Fabricio Tejerina, director de Vigilancia y Control de Vectores de Posadas, subrayó que las medidas preventivas no deben interrumpirse en ningún momento del año. «Estamos preocupados, pero sobre todo ocupados. Venimos desarrollando una política municipal con muchos años de trabajo y eso permite que, más allá de la aparición de casos, podamos ver resultados», afirmó en diálogo con radio Santa María de Las Misiones.
El funcionario fue enfático al señalar que el principal factor de riesgo no son las lluvias en sí mismas, sino los recipientes con agua estancada dentro de los hogares. «Puede llover todo lo que tenga que llover, pero si no dejamos baldes, neumáticos, floreros, canaletas con agua o piletas sin mantenimiento, evitamos que el mosquito se reproduzca y reducimos las posibilidades de transmisión de estas enfermedades», sostuvo.

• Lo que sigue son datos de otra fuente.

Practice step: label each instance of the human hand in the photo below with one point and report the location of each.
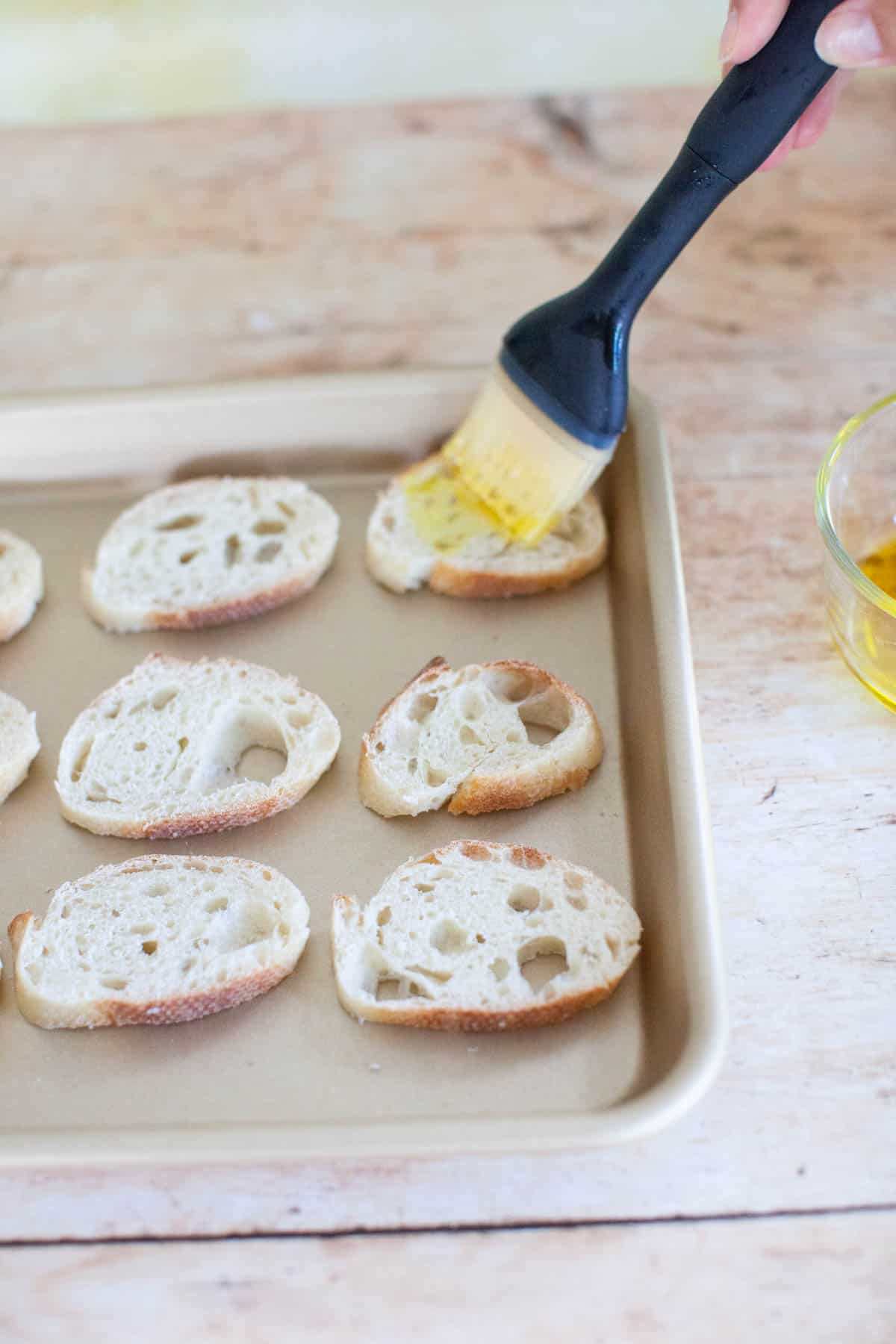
(856, 35)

El monitoreo LIRAa —Levantamiento de Índices Rápidos de Aedes aegypti— realizado en mayo arrojó un índice de viviendas positivas del 12,8%, lo que equivale a casi 13 de cada 100 domicilios inspeccionados con al menos un criadero activo. Las delegaciones con registros más altos fueron Dolores Norte y Dolores Sur.
La provincia transita actualmente el período de interbrote, una etapa sin contagios habituales, pero Tejerina advirtió que no es momento de bajar la guardia. Explicó que los mosquitos depositan millones de huevos al final del verano, que permanecen latentes durante el invierno en recipientes con agua. «Este es el momento para limpiar, cepillar, dar vuelta o eliminar esos objetos antes de que vuelvan las altas temperaturas», indicó, y agregó que «el invierno es la mejor oportunidad para eliminar criaderos».
El funcionario también destacó la dimensión regional del problema. Señaló que el comportamiento epidemiológico depende tanto de las acciones en cada hogar como del flujo constante de personas entre Misiones, Corrientes, Paraguay y Brasil. «El virus viaja con las personas. Si alguien infectado llega a un lugar donde hay mosquitos, estos lo adquieren y luego pueden transmitirlo a otros vecinos. Por eso el trabajo debe ser regional y permanente», remarcó.